As the first emirate to introduce a compulsory medical insurance scheme for expatriate workers in 2006, Abu Dhabi has long been a leader in the health care sector. Since then, the Health Authority – Abu Dhabi (HAAD) has continued to implement changes to improve the health insurance system, including a 2010 decision to require all hospitals and insurers to bill based on diagnosis-related groups (DRGs) by the end of 2011. The expectation is that over time it will improve efficiency in the provision of health care in the emirate.
There are three broad categories of health insurance in Abu Dhabi: thiqa, basic and enhanced. The thiqa plan, in which all Abu Dhabi nationals have been required to enroll since 2008, provides comprehensive coverage at no cost to plan participants. The remaining two plans are directed towards expatriates residing in the emirate.
The basic plan is the mandatory minimum coverage, offered at the government-subsidized price of Dh600 ($163) per year. Alternatively, non-nationals also have the option of enrolling in an enhanced plan, which provides additional coverage, but premiums are set by the market. The thiqa and basic plans are administered by Daman, a government-owned, specialized health insurance company that was set up in 2005, while enhanced plans are offered by a variety of private sector players in addition to Daman.
These same three categories also determine how providers, such as physicians, hospitals and labs, are reimbursed. For patients that are covered by the basic plan, the government sets the tariffs that providers receive. For services rendered to people enrolled in one of the enhanced plans, private sector insurance companies and providers negotiate payments. For thiqa plan participants, the health care provider is paid the equivalent of the highest rate negotiated under Daman’s enhanced plans.
While in the past, providers in Abu Dhabi were often reimbursed on a fee-for-service basis, the government is now requiring all health insurance payments (both public and private) to a system based on DRGs for inpatient care.
Under a DRG system, the insurer – or the government – reimburses the hospital based on the average cost of treating patients with similar clinical profiles and requirements for treatment, rather than the actual cost incurred for a particular patient. That is, the payment is set ahead of time, regardless of the number of tests conducted, the patient’s length of stay, materials used, and so on. Each DRG can be generally thought of as a “product” offered by a hospital, such as an appendectomy.
DRG-based reimbursement, which has been adopted in many countries over the past few decades, offers many advantages over the older fee-for-service system. First and foremost, it encourages efficiency on the part of health care providers, requiring them to share the risk burden with payers.
Indeed, when the US government first introduced DRGs in the early 1980s as the method of reimbursing hospitals for the treatment of Medicare patients, health care annual inflation dropped from 14% to 3%. It can also simplify billing procedures between hospitals and payers, as well as prevent hospitals from providing unnecessary services for the purpose of higher billing.

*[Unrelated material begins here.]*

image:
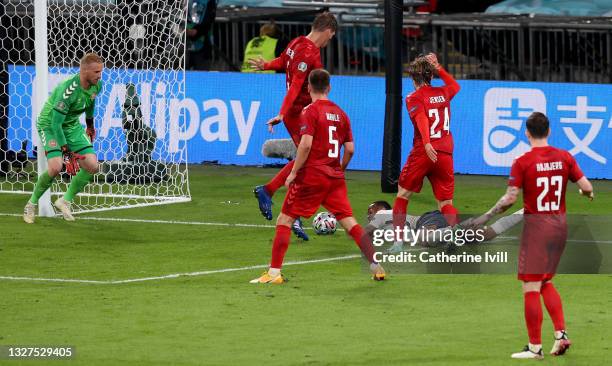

DRGs also provide an improved basis for health care funding and budgeting, according to Zaid Al Siksek, the CEO of HAAD. “Implementing DRGs is very important for the future of health care in Abu Dhabi. This will allow the government to change the sector from a retrospective cost-modelling system to a prospective cost-modeling system and enable better cost forecasting,” said Al Siksek.
Since August 2010, HAAD has required all hospitals – both private and public – to use DRGs when submitting claims for patients covered by the basic plan. In 2010 the authority also announced that providers and insurance companies would be required to transition to DRG-based reimbursement for all inpatient claims by December 31, 2011. In other words, not only would contracts between the state and the hospitals be required to be based on DRGs, this would also be true for agreements negotiated between two private parties.
This is potentially a significant change for both insurers and hospitals, and for several reasons. First, it almost certainly requires a different approach to negotiations between providers and payers. Most notably, a “base rate” needs to be negotiated, which provides the starting point for all payments from an insurer to a hospital in a DRG-based reimbursement system. Calculating a base rate may be a non-trivial task for both parties.
Second, from the perspective of the hospital, they potentially need to install new billing systems and train staff – both medical and administrative – on how to use them. This includes taking steps to ensure that medical services are appropriately documented and that coding of services is in line with HAAD regulations.
To help ensure a smooth transition, HAAD held a number of workshops in 2011 to assist market participants in gaining an understanding of the new system. By late 2011, most hospitals had made the transition, perhaps due to the fact that they had been required since mid-2010 to submit DRG-based claims for patients covered by the basic plan.
However, insurance companies were slower to adopt the new system, and in November 2011, HAAD announced that it would grant exemptions to all health care entities that submitted a request for delay. Nonetheless, the authority made clear at the time that this transition had to occur by March 31, 2012.
While universal health insurance has undoubtedly brought many benefits to Abu Dhabi, it has financial implications for the government. And, with the cost of medical provision rising faster than general inflation, the emirate has good reason to implement strategies designed to slow this rise in prices.
The use of DRGs for the basis of reimbursement – when combined with other changes that have been implemented, such as a standard provider contract – could help ensure that providers have incentives to be efficient and costs are kept in check.